Jill Lawless, The Associated Press
Wednesday
The NFL, which has already spread from games on Thanksgiving to games on Black Friday, is considering adding a Wednesday night game on Thanksgiving Eve as soon as this upcoming season. Wednesday has been a dead space for the NFL, generally speaking, with only five games played on a Wednesday over the course of eight decades of play. Three of those happened in the 2020s — two Christmas games and a pandemic-era thrice-postponed game — another was to avoid a President’s address to the DNC in 2012, and then the prior time before that was 1948.
MSCHF
The art collective MSCHF is on the verge finishing of a morally bracing piece, Our Cow Angus. Two years ago, 404 buyers bought shares of a calf named Angus, who has lived on a farm since. Each of those owners has a stake in Angus — 400 paid $35 each and will get a three-pack of hamburgers, while four paid $1,200 each for leather handbags and a higher share count. Unless 50 percent of the stakeholders relent by Friday, the photogenic cow will be butchered and sent to those buyers. With just hours to go and many attempting to persuade owners to forgo their payments, and just 33.5 percent of shares pledged to Angus alive, the fate of the tokenized cow is currently slated for death.

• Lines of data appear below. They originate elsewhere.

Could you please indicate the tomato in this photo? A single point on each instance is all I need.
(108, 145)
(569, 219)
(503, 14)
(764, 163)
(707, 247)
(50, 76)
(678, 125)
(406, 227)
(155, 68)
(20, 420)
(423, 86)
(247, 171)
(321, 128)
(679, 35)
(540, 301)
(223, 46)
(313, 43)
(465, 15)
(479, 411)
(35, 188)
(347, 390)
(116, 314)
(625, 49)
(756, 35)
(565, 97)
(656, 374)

Kelly Crow, The Wall Street Journal
Buddhism
Since 2010, there are an additional 121.6 million Christians on the planet, 346.8 million more Muslims, and 12.6.3 million additional Hindus. Over that time, there are 18.6 million fewer Buddhists. The decline is most pronounced in Asia. China has seen its Buddhist population decline 30 percent over that period, South Korea down 21 percent and Japan down 12 percent. In Japan, for instance, 40 percent of adults who were raised as Buddhists are today religiously unaffiliated. It’s not to say the faith isn’t growing, just that departures exceed converts; for every 12 adults who join Buddhism worldwide, another 22 leave.

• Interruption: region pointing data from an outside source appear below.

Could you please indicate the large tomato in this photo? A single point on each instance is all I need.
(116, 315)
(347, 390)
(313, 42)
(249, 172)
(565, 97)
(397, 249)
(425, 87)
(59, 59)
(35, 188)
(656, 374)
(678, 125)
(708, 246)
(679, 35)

Dalia Fahmy, Yunping Tong, Bill Webster and Justine Coleman, Pew Research Center
Influencer
For a minute there, the many influencers who have been paid to live and post from Dubai were getting a bit skittish over the conflict brewing in the region, but a new analysis reveals: don’t worry! Everything is fine among the Dubai influencer crowd; they’re all doing great! An analysis of 129 influencer posts from Dubai in the first days of the conflict found that lots of them contained the exact same and oddly specific buzzwords — “strong leadership,” “stability,” “safety.” And wouldn’t you know it, they were often uploaded within seconds of one another. There is no war in U.A.E.